The difficulty with the strong state model is that it is difficult to
reconcile with banks' reckless lending patterns of the 1980s and current
economic difficulties. If bank discretion was state-facilitated, then this
represents either a rather large miscalculation on the part of the MOF or,
perhaps, a state whose embedded autonomy is not as altruistically oriented
toward "national goals" as previously suggested. In this case, what is
called into question is the assumption, implicit in the collaboration
scenario outlined above, that the state is committed to pursuing an
identifiable public interest. Rather, the interpretation is that if the
state is still strong, then it has, in effect, allowed itself to be
"captured" by financial interests in that it was quiescent in the face of
disastrous capital decision-making.

This alternative interpretation of the strong state is not meant to suggest
a nefarious collusion or elite conspiracy. Rather, the point is made to
underscore the extent to which a system of intensely networked
state-finance-industry relations, despite its much-celebrated merits, may
have unintended consequences. This is in line with Peter Evans' (1997)

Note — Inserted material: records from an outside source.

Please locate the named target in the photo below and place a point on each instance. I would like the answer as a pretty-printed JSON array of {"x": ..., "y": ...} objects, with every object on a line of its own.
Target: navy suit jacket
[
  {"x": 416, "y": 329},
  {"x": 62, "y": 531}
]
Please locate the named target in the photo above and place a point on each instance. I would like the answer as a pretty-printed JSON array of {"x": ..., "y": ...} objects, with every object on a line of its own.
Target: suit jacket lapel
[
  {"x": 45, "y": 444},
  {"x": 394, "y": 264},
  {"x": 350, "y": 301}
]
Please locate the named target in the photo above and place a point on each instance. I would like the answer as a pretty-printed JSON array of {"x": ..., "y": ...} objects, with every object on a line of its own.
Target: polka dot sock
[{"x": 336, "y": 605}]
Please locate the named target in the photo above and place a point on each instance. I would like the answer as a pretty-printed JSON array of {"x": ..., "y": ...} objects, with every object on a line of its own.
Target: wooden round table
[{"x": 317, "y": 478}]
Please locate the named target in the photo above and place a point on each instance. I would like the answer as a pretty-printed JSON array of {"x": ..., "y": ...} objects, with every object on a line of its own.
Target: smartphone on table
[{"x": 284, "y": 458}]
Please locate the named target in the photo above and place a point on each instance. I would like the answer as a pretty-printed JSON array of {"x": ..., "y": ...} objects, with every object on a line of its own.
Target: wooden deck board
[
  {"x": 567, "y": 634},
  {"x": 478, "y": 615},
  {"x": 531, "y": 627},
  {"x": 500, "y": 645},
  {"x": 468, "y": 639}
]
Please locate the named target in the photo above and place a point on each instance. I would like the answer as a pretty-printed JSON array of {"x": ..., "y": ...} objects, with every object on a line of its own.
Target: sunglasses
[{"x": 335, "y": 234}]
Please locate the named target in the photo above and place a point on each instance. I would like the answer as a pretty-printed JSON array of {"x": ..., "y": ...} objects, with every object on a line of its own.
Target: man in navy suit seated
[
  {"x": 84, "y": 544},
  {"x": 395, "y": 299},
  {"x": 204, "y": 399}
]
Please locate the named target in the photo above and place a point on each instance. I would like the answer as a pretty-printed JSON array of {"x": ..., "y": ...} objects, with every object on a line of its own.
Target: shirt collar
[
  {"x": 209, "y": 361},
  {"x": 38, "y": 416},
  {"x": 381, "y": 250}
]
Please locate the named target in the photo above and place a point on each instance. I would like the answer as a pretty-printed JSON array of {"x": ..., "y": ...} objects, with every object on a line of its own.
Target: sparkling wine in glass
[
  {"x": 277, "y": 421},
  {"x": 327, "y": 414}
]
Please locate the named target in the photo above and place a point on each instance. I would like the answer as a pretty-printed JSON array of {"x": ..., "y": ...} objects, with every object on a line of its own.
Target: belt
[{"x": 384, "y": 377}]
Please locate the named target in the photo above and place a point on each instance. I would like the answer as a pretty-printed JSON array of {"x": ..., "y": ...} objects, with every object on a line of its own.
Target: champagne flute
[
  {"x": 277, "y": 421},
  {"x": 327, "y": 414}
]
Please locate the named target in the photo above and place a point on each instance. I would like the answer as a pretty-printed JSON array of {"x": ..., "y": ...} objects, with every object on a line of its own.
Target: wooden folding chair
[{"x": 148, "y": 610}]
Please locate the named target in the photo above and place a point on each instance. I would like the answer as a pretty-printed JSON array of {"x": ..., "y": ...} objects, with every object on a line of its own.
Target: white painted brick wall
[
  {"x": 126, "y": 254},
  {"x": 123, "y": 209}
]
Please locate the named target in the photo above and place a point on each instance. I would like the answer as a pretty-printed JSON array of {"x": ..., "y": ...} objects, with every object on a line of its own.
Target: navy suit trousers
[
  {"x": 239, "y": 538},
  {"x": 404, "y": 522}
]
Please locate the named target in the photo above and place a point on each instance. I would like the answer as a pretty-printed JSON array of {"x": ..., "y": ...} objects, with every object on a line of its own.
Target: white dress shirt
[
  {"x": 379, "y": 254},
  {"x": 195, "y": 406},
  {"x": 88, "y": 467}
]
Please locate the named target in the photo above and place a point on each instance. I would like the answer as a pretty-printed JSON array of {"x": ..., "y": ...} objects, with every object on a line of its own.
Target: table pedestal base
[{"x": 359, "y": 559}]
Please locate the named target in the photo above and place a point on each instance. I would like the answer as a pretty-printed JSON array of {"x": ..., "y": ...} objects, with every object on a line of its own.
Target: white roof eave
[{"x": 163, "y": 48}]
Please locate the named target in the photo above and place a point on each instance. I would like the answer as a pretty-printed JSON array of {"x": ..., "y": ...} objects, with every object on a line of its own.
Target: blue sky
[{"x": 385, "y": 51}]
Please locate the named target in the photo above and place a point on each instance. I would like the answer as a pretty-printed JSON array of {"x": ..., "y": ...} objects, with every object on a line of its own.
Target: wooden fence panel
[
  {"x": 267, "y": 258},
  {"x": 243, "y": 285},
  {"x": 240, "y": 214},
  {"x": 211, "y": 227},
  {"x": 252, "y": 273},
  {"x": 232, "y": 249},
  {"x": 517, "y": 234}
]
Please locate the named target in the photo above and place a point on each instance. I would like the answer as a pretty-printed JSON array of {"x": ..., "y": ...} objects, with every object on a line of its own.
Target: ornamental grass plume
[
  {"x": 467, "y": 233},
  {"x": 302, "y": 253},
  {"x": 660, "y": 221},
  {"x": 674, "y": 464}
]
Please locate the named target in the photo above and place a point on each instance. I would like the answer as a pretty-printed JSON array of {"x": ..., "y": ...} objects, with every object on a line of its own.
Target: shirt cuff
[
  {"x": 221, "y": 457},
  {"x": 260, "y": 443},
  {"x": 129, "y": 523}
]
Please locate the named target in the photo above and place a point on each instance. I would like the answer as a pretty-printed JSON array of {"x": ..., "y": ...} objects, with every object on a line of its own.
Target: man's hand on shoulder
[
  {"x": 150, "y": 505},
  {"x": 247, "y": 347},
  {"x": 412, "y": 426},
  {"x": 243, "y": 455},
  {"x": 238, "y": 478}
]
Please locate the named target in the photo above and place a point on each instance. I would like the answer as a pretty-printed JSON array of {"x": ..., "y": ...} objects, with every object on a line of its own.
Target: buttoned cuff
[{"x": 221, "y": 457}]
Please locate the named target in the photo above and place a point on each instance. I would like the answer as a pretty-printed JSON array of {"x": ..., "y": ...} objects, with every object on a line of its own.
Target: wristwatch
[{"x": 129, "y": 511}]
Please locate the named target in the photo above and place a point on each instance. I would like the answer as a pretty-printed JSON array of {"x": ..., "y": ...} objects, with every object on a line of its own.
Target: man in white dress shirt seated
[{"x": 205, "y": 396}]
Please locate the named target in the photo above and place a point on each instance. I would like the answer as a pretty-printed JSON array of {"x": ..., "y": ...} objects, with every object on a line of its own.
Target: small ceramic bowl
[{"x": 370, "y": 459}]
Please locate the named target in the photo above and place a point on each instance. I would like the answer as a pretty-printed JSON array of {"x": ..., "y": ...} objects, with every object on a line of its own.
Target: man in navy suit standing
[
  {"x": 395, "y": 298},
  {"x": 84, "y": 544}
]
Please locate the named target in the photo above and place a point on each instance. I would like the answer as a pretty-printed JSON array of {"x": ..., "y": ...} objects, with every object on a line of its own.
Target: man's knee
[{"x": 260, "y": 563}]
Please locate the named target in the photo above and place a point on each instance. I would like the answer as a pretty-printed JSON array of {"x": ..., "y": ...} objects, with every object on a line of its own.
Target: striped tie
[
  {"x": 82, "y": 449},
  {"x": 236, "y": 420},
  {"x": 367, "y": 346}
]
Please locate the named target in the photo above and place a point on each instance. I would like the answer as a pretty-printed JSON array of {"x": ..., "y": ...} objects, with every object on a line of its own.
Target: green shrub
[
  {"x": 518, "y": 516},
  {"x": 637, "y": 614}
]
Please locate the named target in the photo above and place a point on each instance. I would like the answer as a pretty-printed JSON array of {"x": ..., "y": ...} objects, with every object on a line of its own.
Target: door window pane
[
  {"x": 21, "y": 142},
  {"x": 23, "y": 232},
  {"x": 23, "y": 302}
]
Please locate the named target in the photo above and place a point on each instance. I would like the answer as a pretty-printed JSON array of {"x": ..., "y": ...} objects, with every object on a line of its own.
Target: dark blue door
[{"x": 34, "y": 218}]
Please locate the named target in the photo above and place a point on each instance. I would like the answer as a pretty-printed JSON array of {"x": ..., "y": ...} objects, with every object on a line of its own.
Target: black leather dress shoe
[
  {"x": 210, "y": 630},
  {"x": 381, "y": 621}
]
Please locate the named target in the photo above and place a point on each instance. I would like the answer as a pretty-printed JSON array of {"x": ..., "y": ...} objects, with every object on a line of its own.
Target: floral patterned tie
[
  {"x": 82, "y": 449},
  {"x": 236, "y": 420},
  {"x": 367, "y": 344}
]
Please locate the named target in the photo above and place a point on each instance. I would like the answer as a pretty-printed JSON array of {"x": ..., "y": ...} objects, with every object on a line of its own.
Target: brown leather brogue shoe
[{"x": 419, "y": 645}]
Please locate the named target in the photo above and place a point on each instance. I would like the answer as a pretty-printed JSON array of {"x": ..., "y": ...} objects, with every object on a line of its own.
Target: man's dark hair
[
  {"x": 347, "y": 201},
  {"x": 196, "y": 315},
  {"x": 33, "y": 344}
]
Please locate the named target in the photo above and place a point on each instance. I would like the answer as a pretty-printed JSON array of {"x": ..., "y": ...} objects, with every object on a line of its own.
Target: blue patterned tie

acknowledgment that embedded autonomy can degenerate into state capture if
actions of the state enable business to become more powerful. In this
instance, state-orchestrated deregulation may have provided the economic
leverage through which banks were able to pursue lax standards of
decision-making. Because the existing bad loans stem in large part from
risky speculative ventures in real estate and securities and from loans to
corporations using overvalued collateral, a long history of "collaboration"
between keiretsu members and MOF bureaucrats may have contributed to less
than prudent decision making by the banks and tacit approval by the state.

The strong but captured state scenario is similar to the strong state model
in that the institutional infrastructure, or capacity, still exists for
state leadership in economic decision-making. What is at stake is the
ability of state officials, whether bureaucrats or elected party officials,
to use existing infrastructure to define and impose an economic program
that may be in defiance of the goals of a particular sector. To the extent
that market finance is still relatively underdeveloped and banks are again
in need of state intervention, the necessary (if not sufficient) conditions
for this possibility appear present. Clearly, both of these alternatives
differ from the eclipsed state model in that the state is still accorded a
central role in financial decisions, as originally outlined by John Zysman.
While additional empirical evidence may aid in assessing the comparative
strengths of these three interpretations, the almost daily changes in
Japan's economic forecasts and the current instability of the governing
coalition makes all attempts at prediction tenuous.